Creating new land for downtown is considered an environmental issue. Smart growth calls for infill and appropriate redevelopment of existing areas where there is already infrastructure. New land requires new roads, sewers, and other expensive amenities — police and fire service, etc.
The surface of the lake would be maintained at about 32 feet. The level of the Mississippi River fluctuates because of the amount of water it receives here and north of Memphis. At times, the Mississippi River would be as much as thirty feet below the proposed lake water level. The difference in elevation would create water pressure on the silt and sand that makes up Mud Island and on the dam itself. The Master Plan estimates that about 324,000 gallons of water per day would be lost through this seepage. Engineers advise that the resulting seepage and land settlement could cause cracking in existing or proposed buildings. No environmental impact studies (EIS) have been conducted for the proposed earthen dam. The Corps of Engineers is just starting a preliminary study (January, 2005).
The Master Plan contains no provisions for dealing with exposed sediments that have been contaminated with heptachlor and chlordane. These chemicals are known to cause cancer. Dredged sand could expose contaiminated sediments in the lake and in the River to fish, to humans--especially children who might come in contact with the chemicals while playing on filled land-- and to lake users.
Portions of the Mississippi River are under a fish advisory issued by the State of Tennessee.
Two major pumping stations, Gayoso and Marble, would feed Memphis rain water run-off into the Lake. This run-off is from residential, commercial, and industrial sources. It is not treated to remove pollutants prior to its discharge into the proposed lake or existing harbor.

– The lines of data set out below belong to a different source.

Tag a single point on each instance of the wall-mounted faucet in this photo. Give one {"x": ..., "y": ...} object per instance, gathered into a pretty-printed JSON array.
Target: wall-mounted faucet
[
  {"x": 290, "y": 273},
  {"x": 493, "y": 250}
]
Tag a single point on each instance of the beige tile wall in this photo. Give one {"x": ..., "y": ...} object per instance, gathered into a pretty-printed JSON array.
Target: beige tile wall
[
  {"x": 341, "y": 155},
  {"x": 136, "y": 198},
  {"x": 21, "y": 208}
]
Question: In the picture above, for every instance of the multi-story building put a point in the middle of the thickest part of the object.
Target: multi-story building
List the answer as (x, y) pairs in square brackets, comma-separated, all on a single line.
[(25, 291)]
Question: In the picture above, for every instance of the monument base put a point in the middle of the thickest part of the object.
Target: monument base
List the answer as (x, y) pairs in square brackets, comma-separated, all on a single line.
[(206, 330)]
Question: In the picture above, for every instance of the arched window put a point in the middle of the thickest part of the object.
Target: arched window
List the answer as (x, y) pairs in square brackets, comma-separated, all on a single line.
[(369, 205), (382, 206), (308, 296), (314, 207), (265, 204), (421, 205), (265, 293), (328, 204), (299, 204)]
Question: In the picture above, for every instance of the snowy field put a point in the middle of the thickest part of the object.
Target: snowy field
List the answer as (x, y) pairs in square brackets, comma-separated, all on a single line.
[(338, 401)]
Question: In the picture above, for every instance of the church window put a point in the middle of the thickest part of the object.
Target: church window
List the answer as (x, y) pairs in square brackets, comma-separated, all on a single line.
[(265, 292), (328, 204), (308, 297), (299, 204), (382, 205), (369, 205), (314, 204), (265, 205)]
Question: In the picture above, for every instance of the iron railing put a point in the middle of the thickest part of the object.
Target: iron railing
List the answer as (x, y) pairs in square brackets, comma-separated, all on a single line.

In this five square mile watershed, there are currently 15 large industrial sources of untreated stormwater run off. This includes several automobile junkyards, several scrap metal recyling facilities, and other industries. While many of these industrial sites have storm water permits” issued by the Tennessee Department of Environment and Conservation (TDEC), a Sierra Club study found that a number of these industries have not submitted the required reports to TDEC and are not in compliance with the terms of their permits. The same study also reported that the concentration of pollutants in the runoff from several industrial sites exceeded TDEC’s standards by as much as 30 times! While some of the industries would be relocated under the Master Plan, the plan does not contain any proposals to deal with water quality improvements.
And these are just a few of our environmental concerns. What about the stability of the dam in an earthquake, the encroachment on the floodplain, and the existing floating beverage containers, to name a few? These issues must be addressed.